By living and working with the Kichwa people, I was able to gain a deep understanding of their culture, including their difficulties, joys, and way of life. The Kichwa culture is beautiful, welcoming, and rich, full of traditions and accompanied by a unique language. I exercised my language skills not only in Spanish, but also in learning parts of the indigenous language as I struggled through the challenge to communicate fully in an indigenous community. I was able to take part in many different aspects of Kichwa culture, including being treated by an Amazonian medicine man, partaking in a traditional guayusa ceremony, and preparing traditional meals with my host family. My host grandmother, a 93-year-old woman who speaks only Kichwa, rubbed herbs on my stomach when I was sick, and my 7-year-old host sister asked hundreds of questions about my life in the United States, including what my freckles were. I was able to have many conversations with my coworkers and family about issues of rights of indigenous groups in Ecuador, climate change, the struggle against foreign oil companies, and suppression of indigenous groups, from which I learned perspective and became passionate about issues that I previously didn’t know existed. By living with a host family, I was able to witness the simplicity of the Kichwa lifestyle, which is focused on community, family, and sharing. The hospitality and generosity that was consistently extended to me over my stay in Ecuador overwhelmed me and reminded me that it is often those who have the least that give the most. Living in Ecuador for an extended period of time not only allowed me to become acquainted with the beautiful parts about life in Archidona, but also with the hardships that the Kichwa people struggle to overcome. Getting to know a new culture has not only put my own into perspective, but taught me that learning about culture and development is so much more than reading about it in a textbook.
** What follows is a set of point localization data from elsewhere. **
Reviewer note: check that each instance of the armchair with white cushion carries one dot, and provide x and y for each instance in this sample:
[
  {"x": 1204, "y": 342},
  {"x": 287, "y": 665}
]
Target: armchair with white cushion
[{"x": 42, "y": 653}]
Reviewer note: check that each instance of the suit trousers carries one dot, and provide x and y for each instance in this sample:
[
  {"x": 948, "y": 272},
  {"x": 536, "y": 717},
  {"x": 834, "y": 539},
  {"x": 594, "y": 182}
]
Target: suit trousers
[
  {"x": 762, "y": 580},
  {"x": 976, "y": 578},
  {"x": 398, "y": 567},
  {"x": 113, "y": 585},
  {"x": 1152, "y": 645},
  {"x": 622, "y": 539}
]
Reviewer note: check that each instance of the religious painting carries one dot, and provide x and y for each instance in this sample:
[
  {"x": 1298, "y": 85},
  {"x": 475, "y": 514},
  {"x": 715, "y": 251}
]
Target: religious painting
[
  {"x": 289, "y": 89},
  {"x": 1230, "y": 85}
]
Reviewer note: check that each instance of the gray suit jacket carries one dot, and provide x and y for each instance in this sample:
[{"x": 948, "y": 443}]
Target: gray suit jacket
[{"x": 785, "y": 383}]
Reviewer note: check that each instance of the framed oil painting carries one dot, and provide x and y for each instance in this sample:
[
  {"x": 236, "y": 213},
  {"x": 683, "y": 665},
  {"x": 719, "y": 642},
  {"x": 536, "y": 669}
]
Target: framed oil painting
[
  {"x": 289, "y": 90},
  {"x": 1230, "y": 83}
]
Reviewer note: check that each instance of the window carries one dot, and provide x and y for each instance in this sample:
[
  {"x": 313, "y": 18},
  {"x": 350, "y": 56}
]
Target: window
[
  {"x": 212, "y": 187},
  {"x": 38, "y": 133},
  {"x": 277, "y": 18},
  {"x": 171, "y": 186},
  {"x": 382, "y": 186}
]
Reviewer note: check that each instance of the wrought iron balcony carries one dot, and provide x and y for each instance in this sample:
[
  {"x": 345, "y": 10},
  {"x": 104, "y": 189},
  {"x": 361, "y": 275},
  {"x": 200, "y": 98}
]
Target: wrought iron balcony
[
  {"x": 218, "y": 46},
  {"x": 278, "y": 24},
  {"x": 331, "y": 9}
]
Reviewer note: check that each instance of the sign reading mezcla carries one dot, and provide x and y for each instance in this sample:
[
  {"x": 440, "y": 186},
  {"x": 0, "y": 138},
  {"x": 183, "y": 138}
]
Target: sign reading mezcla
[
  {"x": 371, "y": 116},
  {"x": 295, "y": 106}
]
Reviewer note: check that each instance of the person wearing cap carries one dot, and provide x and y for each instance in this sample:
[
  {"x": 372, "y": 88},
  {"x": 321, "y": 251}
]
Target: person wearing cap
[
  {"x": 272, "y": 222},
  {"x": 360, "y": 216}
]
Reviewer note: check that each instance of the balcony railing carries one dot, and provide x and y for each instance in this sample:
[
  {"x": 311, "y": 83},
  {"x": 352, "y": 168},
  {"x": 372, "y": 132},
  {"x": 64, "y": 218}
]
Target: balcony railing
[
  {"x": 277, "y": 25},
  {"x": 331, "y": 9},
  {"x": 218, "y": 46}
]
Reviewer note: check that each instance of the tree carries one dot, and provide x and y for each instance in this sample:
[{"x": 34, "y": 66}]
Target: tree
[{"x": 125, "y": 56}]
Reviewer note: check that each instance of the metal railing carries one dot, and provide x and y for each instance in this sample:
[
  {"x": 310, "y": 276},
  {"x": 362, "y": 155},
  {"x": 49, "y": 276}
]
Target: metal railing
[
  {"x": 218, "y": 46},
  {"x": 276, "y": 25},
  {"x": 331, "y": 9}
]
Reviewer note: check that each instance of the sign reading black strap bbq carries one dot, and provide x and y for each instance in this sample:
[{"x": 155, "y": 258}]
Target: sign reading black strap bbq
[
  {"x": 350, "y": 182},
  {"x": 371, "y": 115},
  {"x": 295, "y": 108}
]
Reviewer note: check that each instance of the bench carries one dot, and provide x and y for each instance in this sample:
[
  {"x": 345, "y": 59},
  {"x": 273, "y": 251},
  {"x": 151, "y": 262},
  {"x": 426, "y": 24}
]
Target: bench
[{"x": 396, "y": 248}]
It is difficult to put into words the magnitude of the way my experience in Ecuador has shaped the way that I now view the world. In addition to giving me the gift of a new perspective and invaluable experiential knowledge, I now have a second family who I will always feel connected to in a special way, even though they are many miles away. My time in Ecuador has enriched my life by teaching me lessons that will be useful both in my personal and professional lives. Although I have learned so much in Ecuador, I am equally humbled by the experience, as it has opened my eyes to how much there is that I don’t know, including the beauty and nuances of the many cultures, issues, and passions that exist around the world.